Vizlegal
- Company type: Platform
- Industry: Law
- Founded: 2015
- Founder: Gavin Sheridan and José Alberto Suárez López
- Headquarters: Dublin, Ireland
- Area served: Ireland and the UK
- Website: www.vizlegal.com

= Vizlegal =

Irish legal software company

Vizlegal is a platform that provides lawyers and legal professionals access to verified legal information with court decisions and case tracking. It contains over 4.7 million decisions and cases from Irish, UK and US judicial bodies.

==History==
Vizlegal was founded by Gavin Sheridan and José Alberto Suárez López in 2015 to provide verified legal information for legal professionals. The platform is known for its user-centered approach and advanced built-in features for searching within legal cases. The company was self-funded, with the addition of being part of an accelerator program in Dublin, Ireland, called NDRC.

In November 2019, Vizlegal announced that it is available to the Bar of Ireland, providing its search and tracking tools to all 2,200 members and staff. In 2020, the company received funding from the EU's Horizon 2020 program.

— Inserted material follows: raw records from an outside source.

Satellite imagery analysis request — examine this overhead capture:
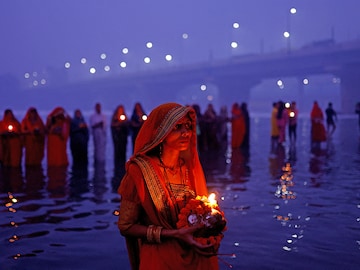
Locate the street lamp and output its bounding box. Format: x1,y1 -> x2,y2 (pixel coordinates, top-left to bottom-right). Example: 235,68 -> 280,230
284,7 -> 297,53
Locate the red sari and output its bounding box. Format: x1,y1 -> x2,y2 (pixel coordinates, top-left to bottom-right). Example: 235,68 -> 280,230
310,103 -> 326,142
46,107 -> 70,167
21,107 -> 46,166
231,103 -> 245,148
118,103 -> 219,270
0,110 -> 23,167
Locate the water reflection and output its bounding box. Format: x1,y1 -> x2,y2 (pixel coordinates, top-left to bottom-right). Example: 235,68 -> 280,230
0,166 -> 24,193
25,165 -> 45,198
69,164 -> 89,200
92,161 -> 107,202
47,166 -> 68,198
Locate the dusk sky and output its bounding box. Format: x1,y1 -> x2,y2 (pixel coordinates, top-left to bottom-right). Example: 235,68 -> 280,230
1,0 -> 360,78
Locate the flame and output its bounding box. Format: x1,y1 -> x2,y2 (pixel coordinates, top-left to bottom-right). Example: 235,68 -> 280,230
119,114 -> 126,121
208,193 -> 217,207
142,115 -> 147,121
8,125 -> 13,131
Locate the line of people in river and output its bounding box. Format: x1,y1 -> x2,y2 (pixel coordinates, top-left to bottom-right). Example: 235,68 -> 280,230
270,100 -> 338,152
0,101 -> 251,174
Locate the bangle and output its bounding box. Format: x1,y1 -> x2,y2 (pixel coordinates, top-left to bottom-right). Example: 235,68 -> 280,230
154,226 -> 163,244
147,225 -> 155,242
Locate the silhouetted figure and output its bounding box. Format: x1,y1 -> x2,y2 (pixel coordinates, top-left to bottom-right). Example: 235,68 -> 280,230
325,102 -> 337,137
231,102 -> 245,149
70,109 -> 89,168
276,101 -> 288,144
310,101 -> 326,149
111,105 -> 129,182
203,103 -> 219,151
288,101 -> 298,144
270,102 -> 279,152
130,102 -> 147,153
89,103 -> 107,164
240,102 -> 250,148
21,107 -> 46,166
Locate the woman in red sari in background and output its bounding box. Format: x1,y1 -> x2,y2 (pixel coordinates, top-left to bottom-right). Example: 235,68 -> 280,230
310,101 -> 327,148
231,102 -> 245,148
0,109 -> 23,167
118,103 -> 221,270
21,107 -> 46,166
46,107 -> 70,167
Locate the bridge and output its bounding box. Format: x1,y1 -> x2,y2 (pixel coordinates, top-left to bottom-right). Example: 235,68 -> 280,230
31,39 -> 360,113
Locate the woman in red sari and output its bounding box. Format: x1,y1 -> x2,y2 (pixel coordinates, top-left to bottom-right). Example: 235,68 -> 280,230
310,101 -> 327,147
231,102 -> 245,148
46,107 -> 70,167
118,103 -> 221,270
0,109 -> 23,167
21,107 -> 46,166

The company participates in lawyer events, such as Legal Tech Conference, Legal Tech and the Rule of Law, and received the British and Irish Association of Law Librarians (BIALL) Supplier of the Year Award in 2023.

==Features==
Vizlegal contains over 4.7 million decisions and cases from Irish, EU, US and UK judicial bodies. The platform provides the only database of all Irish planning applications and offers extensive coverage of Irish and British tribunals. The platform allows users to search and organize legal documents by citation, title, or case IDs, and set up notifications for significant changes in Irish, EU, ECHR or English Court cases. The platform also uses AI to summarise decisions and also provides valuable litigation data for lawyers.